Update: Slashdot just found a Cardinal's statement on another portion of the bible that isn't to be taken literally. And while I'm at it, an example of science making a 180 degree turn to go with it.
"A Christian charity is sending a film about the Christmas story to every primary school in Britain after hearing of a young boy who asked his teacher why Mary and Joseph had named their baby after a swear word." :-o
... And his mother answered "Son, you will be named after a swearword too, soon, and now, eat up your vegetables, Chrissake!" ;-)
Because people were told (often by people out to make money) to believe in unproven scientific theories, we shouldn't replace unproven religious theories with science?
|Uli Kusterer replies: ★|
Yes, you shouldn't replace them without realising that you merely traded one theory for the other. Too many people just take current scientific theories at face value, thus turning science into yet another religion and becoming religious bigots. There are always some basic assumptions which you can't prove behind any science or religion, simply because there are no absolutes in this world (at least as far as scientists have been able to prove). Many religions choose to believe that there must be something behind all this, and they usually call it a "God" (or pantheon of Gods). In scientific terms, religions just define God as a necessary precondition, while scientists define negative numbers instead. Have you ever actually experienced a negative number in real life?

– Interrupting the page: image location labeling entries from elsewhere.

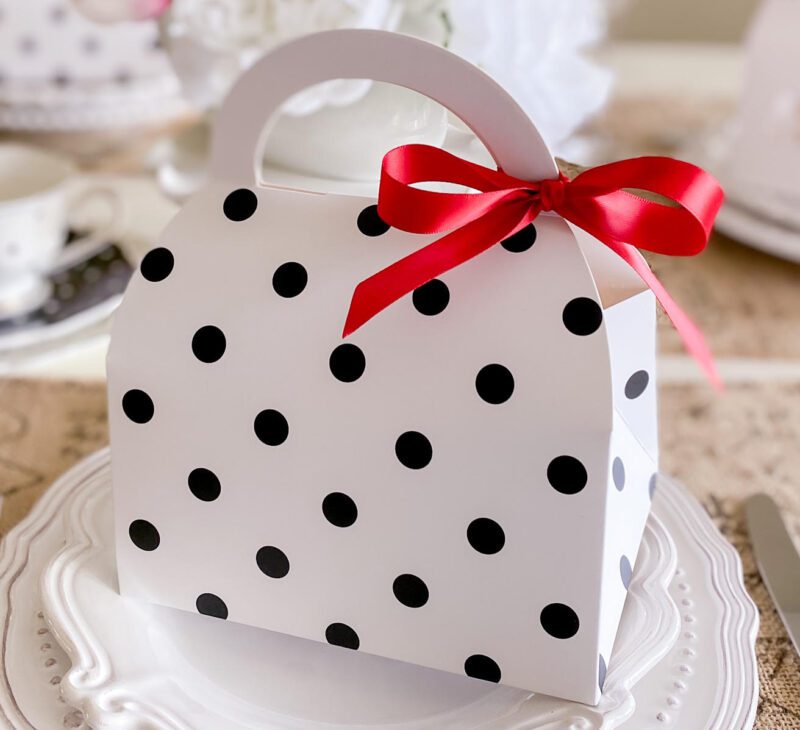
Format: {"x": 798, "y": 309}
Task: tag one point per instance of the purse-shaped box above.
{"x": 463, "y": 483}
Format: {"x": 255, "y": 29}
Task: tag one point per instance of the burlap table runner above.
{"x": 723, "y": 448}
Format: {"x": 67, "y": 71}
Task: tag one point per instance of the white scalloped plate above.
{"x": 138, "y": 666}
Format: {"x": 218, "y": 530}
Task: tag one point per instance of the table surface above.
{"x": 722, "y": 447}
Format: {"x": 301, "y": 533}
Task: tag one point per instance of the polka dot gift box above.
{"x": 462, "y": 480}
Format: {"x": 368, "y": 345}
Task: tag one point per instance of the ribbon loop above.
{"x": 597, "y": 200}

Once one gets beyond that silly idea of St. Peter guarding a physical heaven's gate and God as a white-clad bearded guy like they're portrayed in the jokes we all enjoy so much, or the silly idea of heaven just being bored do-gooders playing the harp, it's actually a valid theory. Even by scientists' terms. And there are many scientists who, through their understanding of science, came to their own personal conclusion that all of this couldn't have just accidentally grown, that there must be a design behind it all.
I leave it to others which theory (i.e. which science or which God) they want to believe in, but expect them to show the same courtesy to me. And I also expect them not to libel or label me to serve their interests, like the Times, which titled their article "Catholic Church no longer swears by Truth of Bible", which is simply wrong (but sells papers, I admit).
It's like saying "Apple endorses Windows" just because the head of the iPod division mentions Windows in an interview.
No, we don't call those things theories, we call them "hypotheses". Scientists reserve the word "theory" for something that is supported by facts. Unfortunately not everyone agrees with this definition, so we get people saying "X is *only* a theory" when a theory is the highest level that a hypothesis can achieve.